When a shopper buys an item, the station containing it mobilizes automatically to an on-site picking station. There a worker grabs the product, fulfilling the order in seconds.
This human-robot teamwork breathed new levels of flexibility, accuracy and speed into order processing by cutting search and wait times for available inventory in massive warehouses.
Metrics that Matter: Kiva‘s Warehouse Transformation
With happy customers like Gap, Staples and Zappos by 2009, Kiva deployed over 1,000 mobile robots across nearly a dozen North American sites. Let‘s examine how Kiva‘s tech upgraded key warehouse performance metrics:
Metric | Before Kiva | After Kiva | Boost |
---|---|---|---|
Order lines picked per hour | 100-300 | 700+ | 133% to 600% |
Picking accuracy | 98-99% | 99.9% | Up to 10x improvement |
Worker walking distance | Miles | Feet | >90% reduction |
Rocket-ship Growth Meets Major Exit
Kiva earned acclaim for technological innovation and triple-digit revenue expansion from 2006-2012. But retailing mammoth Amazon cannily saw Kiva‘s long-term potential.

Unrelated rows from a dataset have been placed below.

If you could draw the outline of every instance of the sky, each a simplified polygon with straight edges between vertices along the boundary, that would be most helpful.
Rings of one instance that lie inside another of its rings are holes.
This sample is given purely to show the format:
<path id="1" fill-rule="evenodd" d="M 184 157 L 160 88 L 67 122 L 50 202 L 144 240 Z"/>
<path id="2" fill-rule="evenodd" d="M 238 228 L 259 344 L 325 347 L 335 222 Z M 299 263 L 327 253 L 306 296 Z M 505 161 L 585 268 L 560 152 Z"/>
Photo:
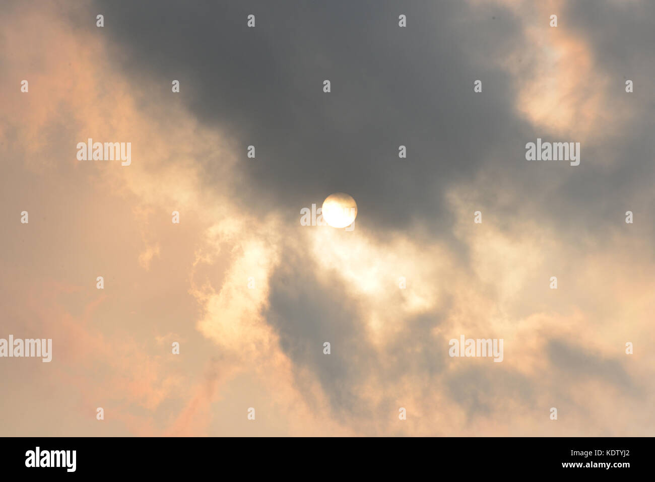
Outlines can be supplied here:
<path id="1" fill-rule="evenodd" d="M 0 435 L 655 435 L 655 3 L 0 13 Z"/>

Acquiring Kiva Systems for $775 million in 2012 and rebranding it as Amazon Robotics in 2015, Amazon integrated legions of Kiva bots into its ever-multiplying fulfillment centers.
Year | Revenue | Staff |
---|---|---|
2006 | $18 million | – |
2009 | $100 million | 240 employees |
2011 | $183 million | 400 employees |
Today over 350,000 mobile robots zoom across Amazon warehouses moving inventory to staff for processing – a scale nearly unimaginable just over a decade ago.
The Legacy: Industry-standard Automation
With consumers now accustomed to internet orders arriving overnight, Kiva instigated a revolution in warehouse workflows. Their human-robot symbiosis turned slow, error-prone manual order picking into a smooth automated choreography that could flexibly scale.
Most major retailers racing to optimize ecommerce infrastructure employ Kiva‘s template today – smart robots fluidly partnering with human judgement and dexterity to execute warehouse tasks with minimized walking, maximum accuracy and accelerated order fulfillment speed.
By innovatively blending intelligent robotics with human skills, Kiva Systems helped forge order fulfillment into the fast, precise science needed to make modern retail possible. Their legacy lives on through the internet‘s global supply chain.